In this letter, we propose a novel construction of type-II $Z$-complementary code set (ZCCS) having arbitrary sequence length. The proposed construction features type-II $(K,K,NP-P+1,NP)$-ZCCS using Kronecker product between $(K,K,N)$-complete complementary code (CCC) set and unimodular sequence. In this construction, for the first time, Barker sequences are used to reduce row sequence peak-to-mean envelope power ratio (PMEPR) for some specific lengths sequence and column sequence PMEPR for some specific size of codes. The column sequence PMEPR of the proposed type-II ZCCS is upper bounded by a number smaller than $2$, which is lower than the bounds reported in existing literature for such codes. The proposed construction also contributes new lengths of type-II $Z$-complementary pair (ZCP) and type-II $Z$-complementary set (ZCS), which are also not reported before in literature. Furthermore, the PMEPR of the obtained type-II ZCP is also lower than some of the existing work. The PMEPR of type-II ZCS can also be ensured to be low.
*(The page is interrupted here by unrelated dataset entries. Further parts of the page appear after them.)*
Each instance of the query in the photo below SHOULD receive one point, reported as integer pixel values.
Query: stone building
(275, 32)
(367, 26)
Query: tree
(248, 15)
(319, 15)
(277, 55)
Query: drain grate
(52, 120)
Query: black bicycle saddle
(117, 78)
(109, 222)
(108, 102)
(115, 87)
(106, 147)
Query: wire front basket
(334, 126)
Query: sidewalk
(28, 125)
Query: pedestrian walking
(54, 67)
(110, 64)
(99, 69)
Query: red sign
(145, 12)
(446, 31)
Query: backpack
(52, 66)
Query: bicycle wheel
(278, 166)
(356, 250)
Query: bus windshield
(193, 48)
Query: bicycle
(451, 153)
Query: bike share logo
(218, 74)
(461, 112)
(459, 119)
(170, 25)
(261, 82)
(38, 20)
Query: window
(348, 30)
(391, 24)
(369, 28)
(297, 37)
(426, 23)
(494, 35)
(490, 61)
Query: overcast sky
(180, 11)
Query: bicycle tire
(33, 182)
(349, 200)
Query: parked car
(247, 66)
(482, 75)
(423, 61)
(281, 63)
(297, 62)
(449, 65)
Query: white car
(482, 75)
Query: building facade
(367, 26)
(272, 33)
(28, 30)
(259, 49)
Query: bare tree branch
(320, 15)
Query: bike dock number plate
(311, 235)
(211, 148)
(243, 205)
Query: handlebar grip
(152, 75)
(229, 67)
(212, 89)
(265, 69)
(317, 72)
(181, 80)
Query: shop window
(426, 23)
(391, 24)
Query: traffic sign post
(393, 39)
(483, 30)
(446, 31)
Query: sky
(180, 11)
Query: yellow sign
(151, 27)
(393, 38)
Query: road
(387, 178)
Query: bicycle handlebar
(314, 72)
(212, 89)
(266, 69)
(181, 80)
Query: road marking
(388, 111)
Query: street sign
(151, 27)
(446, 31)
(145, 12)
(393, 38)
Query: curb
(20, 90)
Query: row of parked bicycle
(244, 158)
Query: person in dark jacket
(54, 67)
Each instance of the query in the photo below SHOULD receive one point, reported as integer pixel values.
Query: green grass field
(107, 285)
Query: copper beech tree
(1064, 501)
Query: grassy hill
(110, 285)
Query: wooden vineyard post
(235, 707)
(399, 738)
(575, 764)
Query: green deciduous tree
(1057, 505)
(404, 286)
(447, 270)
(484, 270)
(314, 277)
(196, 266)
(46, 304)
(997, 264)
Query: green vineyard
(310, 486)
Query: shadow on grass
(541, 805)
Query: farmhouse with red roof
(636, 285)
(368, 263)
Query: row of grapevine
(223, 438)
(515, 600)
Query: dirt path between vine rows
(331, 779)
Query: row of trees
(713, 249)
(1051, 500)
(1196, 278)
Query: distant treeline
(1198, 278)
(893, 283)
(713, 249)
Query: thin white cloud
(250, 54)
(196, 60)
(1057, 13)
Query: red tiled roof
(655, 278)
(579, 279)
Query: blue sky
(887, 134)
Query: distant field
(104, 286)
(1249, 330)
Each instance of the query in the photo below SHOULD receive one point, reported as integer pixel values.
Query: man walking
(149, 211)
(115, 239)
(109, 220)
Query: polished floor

翻译：在这封信中,我们建议采用新型的II型补充代码组(ZCCS),其任意序列长度为:使用(K,K,NP-P+1,NP)美元完全补充代码组(CCC),使用克伦克尔产品在(K,K,N)美元完整补充代码组(CCC)和单成序之间使用克伦克尔(CCC),而拟议的二型补充代码组(ZCCCS)的第二型(K,K,NP-P+1,NP)美元-ZCS美元-CS,其拟议建筑特征组的第二型(K,K,K,NN)美元-完整的代码组(CCC),其规模在2美元(CCC)美元之间,其规模为2美元(ZCS),其数量首次用于降低某些具体长度的行序中峰值对平均信封功率比(PMEPR)和列序(PMEPRP),其具体大小的PMEPR序列是某些书前没有报告的。此外,获得的II-II-ZCP型号PMEPR-CS-CS的工作类型也低于现有的工作类型。